# Dublin Buses - Download Data

This notebook downloads and consolidates the 31 Dublin Bus daily datasets into a single parquet file. The dataset is freely provided by the [Smart Dublin](https://data.smartdublin.ie/dataset/dublin-bus-gps-sample-data-from-dublin-city-council-insight-project) website. It contains the GPS traces of the Dublin buses for January 2013.

Notes:
* Please install the `pyarrow` package so you can use the parquet file format
* The final DataFrame is quite large and may impose some memory pressure on your machine

In [1]:
import numpy as np
import pandas as pd
import zipfile
import urllib
import os
from ipywidgets import interact, interact_manual
from tqdm import tqdm_notebook as tqdm

Prepare the file names for later use. The `data` folder may not yet exist on your project, but it will be created in due course.

In [2]:
zip_file_name = "data/sir010113-310113.zip"
parquet_file_name = "data/sir010113-310113.parquet"

In [3]:
def download_zip():
    url = "http://opendata.dublincity.ie/TrafficOpenData/sir010113-310113.zip"
    urllib.request.urlretrieve(url, zip_file_name)

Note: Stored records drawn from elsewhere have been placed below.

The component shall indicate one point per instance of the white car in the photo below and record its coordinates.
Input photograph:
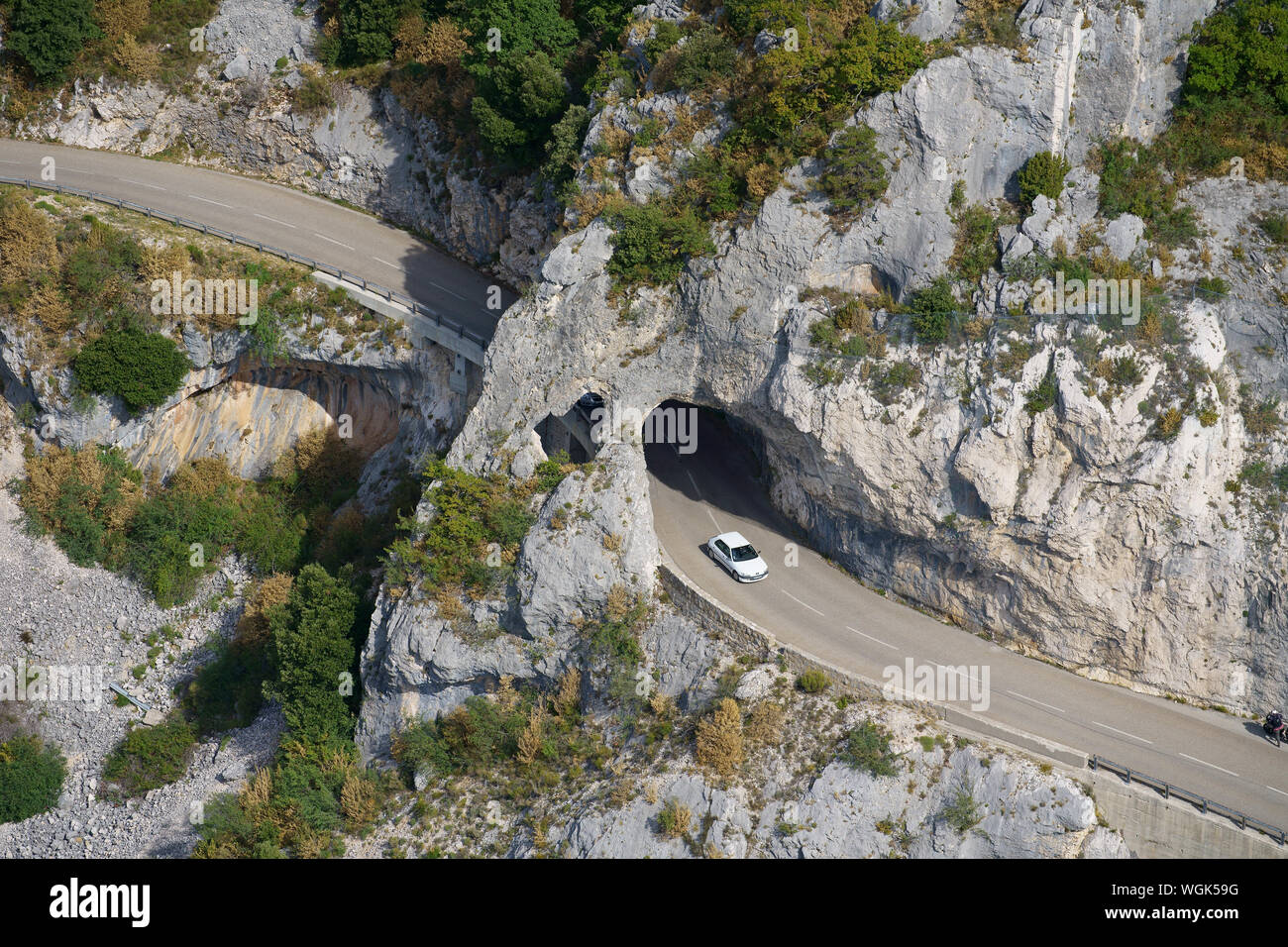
(738, 557)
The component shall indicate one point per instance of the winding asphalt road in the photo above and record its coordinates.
(812, 604)
(273, 214)
(824, 611)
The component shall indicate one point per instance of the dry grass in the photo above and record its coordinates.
(720, 738)
(764, 725)
(48, 474)
(253, 625)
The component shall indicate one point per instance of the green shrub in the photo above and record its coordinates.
(812, 681)
(855, 176)
(314, 95)
(1132, 182)
(975, 249)
(931, 311)
(151, 757)
(652, 243)
(1042, 174)
(1241, 51)
(1042, 397)
(665, 35)
(1275, 227)
(227, 692)
(962, 812)
(703, 54)
(31, 777)
(142, 368)
(867, 749)
(48, 35)
(310, 652)
(674, 819)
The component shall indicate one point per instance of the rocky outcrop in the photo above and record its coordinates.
(952, 800)
(1074, 532)
(592, 534)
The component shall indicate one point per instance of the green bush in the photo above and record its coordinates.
(143, 368)
(1275, 227)
(665, 35)
(151, 757)
(227, 692)
(812, 681)
(867, 749)
(1042, 174)
(962, 812)
(1132, 182)
(931, 311)
(310, 652)
(48, 35)
(855, 176)
(31, 777)
(703, 54)
(1042, 397)
(652, 243)
(975, 249)
(1241, 51)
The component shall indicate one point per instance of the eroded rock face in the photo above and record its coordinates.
(1074, 532)
(592, 534)
(1005, 808)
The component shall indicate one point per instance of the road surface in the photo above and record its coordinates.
(824, 611)
(812, 605)
(273, 214)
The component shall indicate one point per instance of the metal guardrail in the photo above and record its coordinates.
(1202, 802)
(391, 295)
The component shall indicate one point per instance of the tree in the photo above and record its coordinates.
(368, 29)
(50, 34)
(31, 777)
(1042, 174)
(652, 243)
(931, 311)
(1241, 51)
(310, 654)
(143, 368)
(855, 174)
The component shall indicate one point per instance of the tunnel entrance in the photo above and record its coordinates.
(711, 459)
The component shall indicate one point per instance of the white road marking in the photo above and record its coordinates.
(442, 287)
(1122, 732)
(273, 219)
(1196, 759)
(331, 241)
(198, 197)
(802, 603)
(142, 183)
(1033, 699)
(871, 638)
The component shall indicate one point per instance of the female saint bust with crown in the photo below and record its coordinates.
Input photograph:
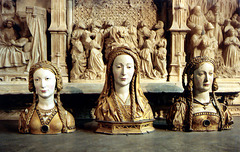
(46, 115)
(122, 107)
(197, 109)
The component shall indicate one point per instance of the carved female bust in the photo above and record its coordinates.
(46, 115)
(197, 109)
(122, 102)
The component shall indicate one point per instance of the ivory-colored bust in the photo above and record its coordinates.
(46, 115)
(197, 110)
(122, 100)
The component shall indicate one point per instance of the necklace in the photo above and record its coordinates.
(126, 101)
(203, 104)
(46, 117)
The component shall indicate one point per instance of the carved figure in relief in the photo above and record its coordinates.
(107, 36)
(122, 99)
(196, 18)
(160, 51)
(216, 18)
(79, 59)
(209, 43)
(46, 115)
(196, 109)
(195, 41)
(145, 54)
(12, 52)
(227, 26)
(93, 41)
(232, 50)
(118, 36)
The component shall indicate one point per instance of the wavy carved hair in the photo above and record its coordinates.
(135, 90)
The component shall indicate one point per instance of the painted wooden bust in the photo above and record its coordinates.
(197, 109)
(46, 115)
(122, 105)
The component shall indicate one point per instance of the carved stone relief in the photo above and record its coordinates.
(22, 40)
(123, 23)
(214, 33)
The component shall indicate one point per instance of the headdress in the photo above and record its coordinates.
(136, 93)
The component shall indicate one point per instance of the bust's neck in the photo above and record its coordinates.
(46, 103)
(202, 97)
(122, 91)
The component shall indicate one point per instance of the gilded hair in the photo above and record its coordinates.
(135, 90)
(193, 65)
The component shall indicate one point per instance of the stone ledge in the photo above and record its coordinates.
(96, 88)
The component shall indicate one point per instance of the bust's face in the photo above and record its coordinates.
(123, 70)
(44, 82)
(203, 77)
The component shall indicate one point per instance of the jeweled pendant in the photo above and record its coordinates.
(44, 128)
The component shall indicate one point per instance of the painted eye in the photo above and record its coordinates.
(118, 66)
(47, 78)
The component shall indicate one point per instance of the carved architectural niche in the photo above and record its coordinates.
(58, 30)
(178, 31)
(20, 44)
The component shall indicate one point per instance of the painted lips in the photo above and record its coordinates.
(43, 91)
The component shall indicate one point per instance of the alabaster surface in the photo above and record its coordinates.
(79, 34)
(122, 102)
(46, 115)
(196, 109)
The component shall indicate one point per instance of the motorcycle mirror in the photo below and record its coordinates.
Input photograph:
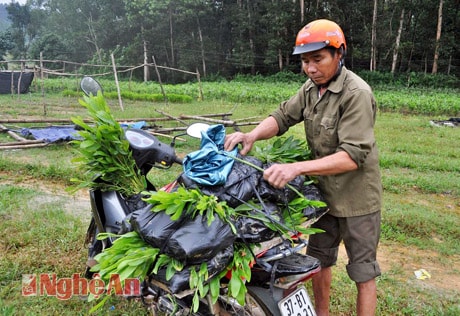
(195, 129)
(90, 86)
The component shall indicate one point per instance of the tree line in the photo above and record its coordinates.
(229, 37)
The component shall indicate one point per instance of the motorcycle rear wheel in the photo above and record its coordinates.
(255, 304)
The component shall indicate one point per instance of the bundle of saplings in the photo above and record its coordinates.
(225, 222)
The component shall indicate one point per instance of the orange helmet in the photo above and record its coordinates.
(317, 35)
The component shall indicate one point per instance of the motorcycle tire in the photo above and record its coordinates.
(259, 302)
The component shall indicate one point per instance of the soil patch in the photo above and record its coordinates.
(393, 258)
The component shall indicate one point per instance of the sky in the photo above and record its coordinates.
(9, 1)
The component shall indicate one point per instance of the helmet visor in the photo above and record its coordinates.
(311, 47)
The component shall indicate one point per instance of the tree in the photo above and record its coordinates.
(438, 39)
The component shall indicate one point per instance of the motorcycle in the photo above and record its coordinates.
(278, 272)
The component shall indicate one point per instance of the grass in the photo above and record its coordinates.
(44, 229)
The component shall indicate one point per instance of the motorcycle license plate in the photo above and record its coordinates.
(297, 303)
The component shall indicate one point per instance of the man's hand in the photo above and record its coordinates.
(278, 175)
(232, 140)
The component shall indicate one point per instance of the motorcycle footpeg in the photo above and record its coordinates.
(294, 265)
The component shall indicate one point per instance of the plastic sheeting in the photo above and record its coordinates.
(209, 166)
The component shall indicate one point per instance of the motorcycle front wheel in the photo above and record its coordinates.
(259, 302)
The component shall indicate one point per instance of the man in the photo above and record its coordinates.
(338, 111)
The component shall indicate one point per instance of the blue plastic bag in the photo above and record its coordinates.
(209, 165)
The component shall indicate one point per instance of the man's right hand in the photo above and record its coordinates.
(232, 140)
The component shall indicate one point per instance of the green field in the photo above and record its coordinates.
(44, 226)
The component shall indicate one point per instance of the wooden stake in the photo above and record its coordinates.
(116, 82)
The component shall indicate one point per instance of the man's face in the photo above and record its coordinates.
(320, 66)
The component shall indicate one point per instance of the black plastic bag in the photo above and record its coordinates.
(240, 183)
(285, 195)
(154, 228)
(195, 241)
(253, 230)
(180, 280)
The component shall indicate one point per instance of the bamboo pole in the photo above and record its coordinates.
(207, 119)
(24, 146)
(13, 134)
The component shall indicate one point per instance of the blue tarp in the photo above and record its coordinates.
(209, 166)
(51, 134)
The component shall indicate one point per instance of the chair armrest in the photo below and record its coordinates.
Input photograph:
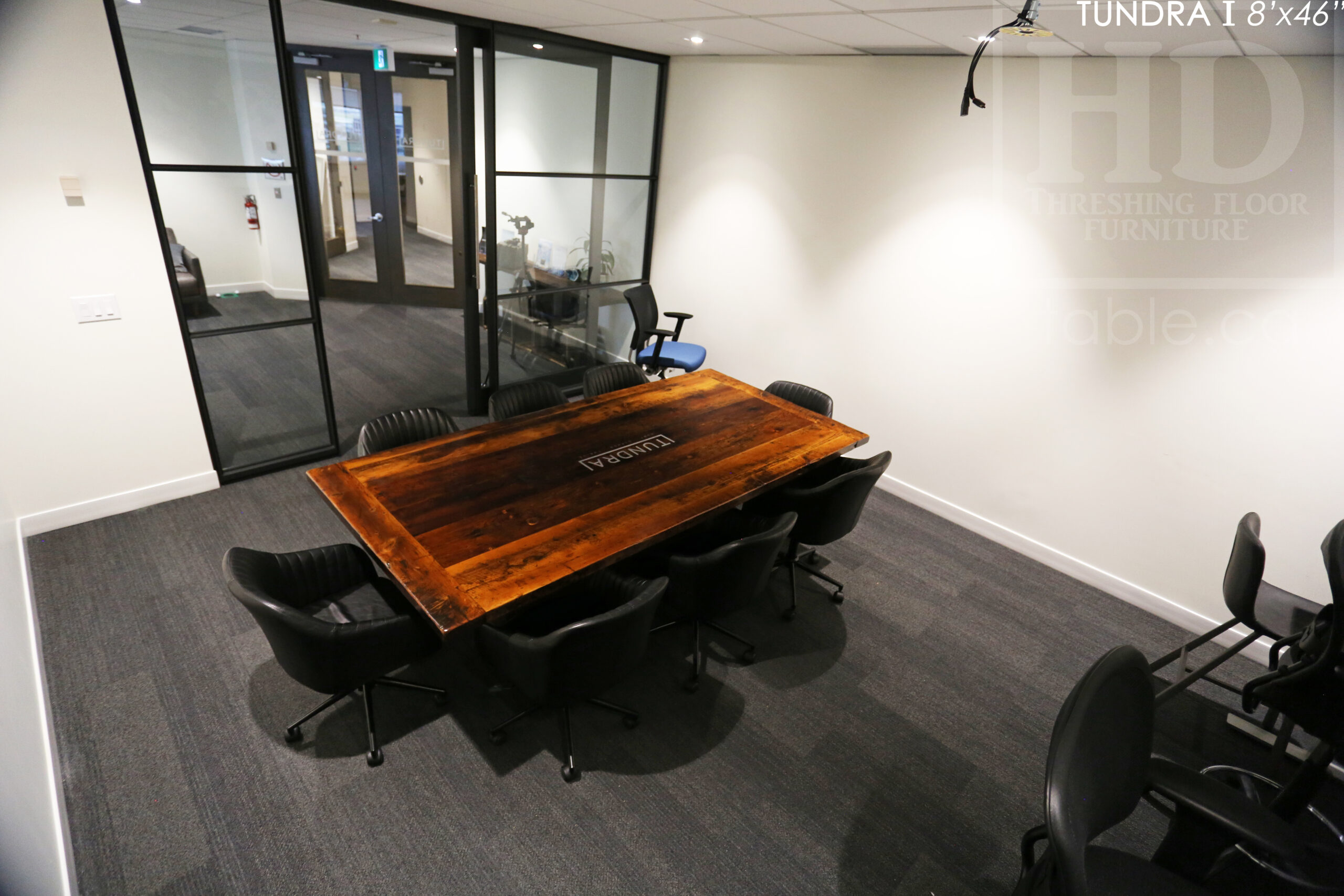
(1028, 846)
(658, 347)
(682, 318)
(1223, 806)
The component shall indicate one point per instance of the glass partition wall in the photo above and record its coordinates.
(288, 178)
(215, 139)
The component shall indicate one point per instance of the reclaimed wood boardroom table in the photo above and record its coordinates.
(475, 524)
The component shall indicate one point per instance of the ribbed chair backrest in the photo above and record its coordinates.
(524, 398)
(803, 395)
(644, 308)
(1100, 754)
(1245, 570)
(1308, 686)
(734, 574)
(609, 378)
(591, 656)
(830, 511)
(404, 428)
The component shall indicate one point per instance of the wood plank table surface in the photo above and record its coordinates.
(475, 523)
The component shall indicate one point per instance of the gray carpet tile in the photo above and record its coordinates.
(893, 745)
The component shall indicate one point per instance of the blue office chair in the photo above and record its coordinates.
(670, 351)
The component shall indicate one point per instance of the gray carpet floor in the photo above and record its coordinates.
(894, 745)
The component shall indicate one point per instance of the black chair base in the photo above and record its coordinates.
(569, 772)
(808, 563)
(295, 733)
(747, 657)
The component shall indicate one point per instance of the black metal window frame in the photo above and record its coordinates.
(483, 38)
(492, 297)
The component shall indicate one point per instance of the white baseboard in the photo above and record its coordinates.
(1072, 566)
(257, 287)
(113, 504)
(284, 292)
(246, 287)
(435, 234)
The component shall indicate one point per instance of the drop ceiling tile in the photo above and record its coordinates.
(850, 30)
(662, 10)
(762, 34)
(662, 37)
(574, 11)
(779, 7)
(1140, 39)
(918, 6)
(1284, 41)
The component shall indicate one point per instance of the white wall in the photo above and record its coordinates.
(33, 837)
(97, 417)
(832, 220)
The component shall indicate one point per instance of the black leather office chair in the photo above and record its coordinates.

The `read_data_frame` function reads each of the daily datasets into a Pandas DataFrame. These are then concatenated into a single DataFrame and saved to storage.

In [4]:
def read_data_frame(filename):
    header = ['Timestamp', 'LineID', 'Direction', 'PatternID', 'TimeFrame', 
              'JourneyID', 'Operator', 'Congestion', 'Lon', 'Lat', 
              'Delay', 'BlockID', 'VehicleID', 'StopID', 'AtStop']   
    types = {'Timestamp': np.int64,
             'JourneyID': np.int32,
             'Congestion': np.int8,
             'Lon': np.float64,
             'Lat': np.float64,
             'Delay': np.int8,
             'VehicleID': np.int32,
             'AtStop': np.int8}
    df = pd.read_csv(filename, header=None, names=header, dtype=types, 
                     parse_dates=['TimeFrame'], infer_datetime_format=True)
    return df

The `prepare_data_frame` operates on the final DataFrame to make `NaN` replacements and final type changes that were not possible during reading.

In [5]:
def prepare_data_frame(df): 
    null_replacements = {'LineID': 0, 'StopID': 0}
    df = df.fillna(value=null_replacements)
    df['LineID'] = df['LineID'].astype(np.int32)
    df['StopID'] = df['StopID'].astype(np.int32)
    df['DateTime'] = pd.to_datetime(df['Timestamp'], unit='us')
    return df

The `read_zip_file` function reads in in all the extracted files into a single DataFrame. The generator expression makes the concatenation quite swift and precludes the use of other supporting variables. Note that as previously mentioned, this function may exert some pressure on your memory.

In [6]:
def read_zip_file(filename):
    final_df = None
    file_names = []
    
    print("Unzipping:")
    with zipfile.ZipFile(filename) as z:
        files = z.infolist()
        for f in tqdm(files):
            z.extract(f, path='data')
            file_names.append("data/" + f.filename)
    
    print("Concatenating:")
    df = pd.concat((read_data_frame(file) for file in tqdm(file_names)), ignore_index=True)
    
    print("Deleting:")
    for file in tqdm(file_names):
        os.remove(file)
        
    print("Terminating...")
    df = prepare_data_frame(df)
    return df

Create the `data` directory if it does not yet exist.

In [7]:
if not os.path.exists("data"):
    os.makedirs("data")

Conditionally download and process the data file. The download process can take a *long time*, so please make sure to retain the zip file for future use.

In [8]:
if not os.path.exists(zip_file_name):
    download_zip()

In [9]:
df = read_zip_file(zip_file_name)

Unzipping:


HBox(children=(IntProgress(value=0, max=31), HTML(value='')))


Concatenating:


HBox(children=(IntProgress(value=0, max=31), HTML(value='')))


Deleting:


HBox(children=(IntProgress(value=0, max=31), HTML(value='')))


Terminating...


Save the consolidated DataFrame to a parquet-formatted file. This is where you need the `pyarrow` package.

In [10]:
if not os.path.exists(parquet_file_name):
    df.to_parquet(parquet_file_name, index=False)

In [11]:
df = None

We are done. Please proceed to the next notebook to clean up the data.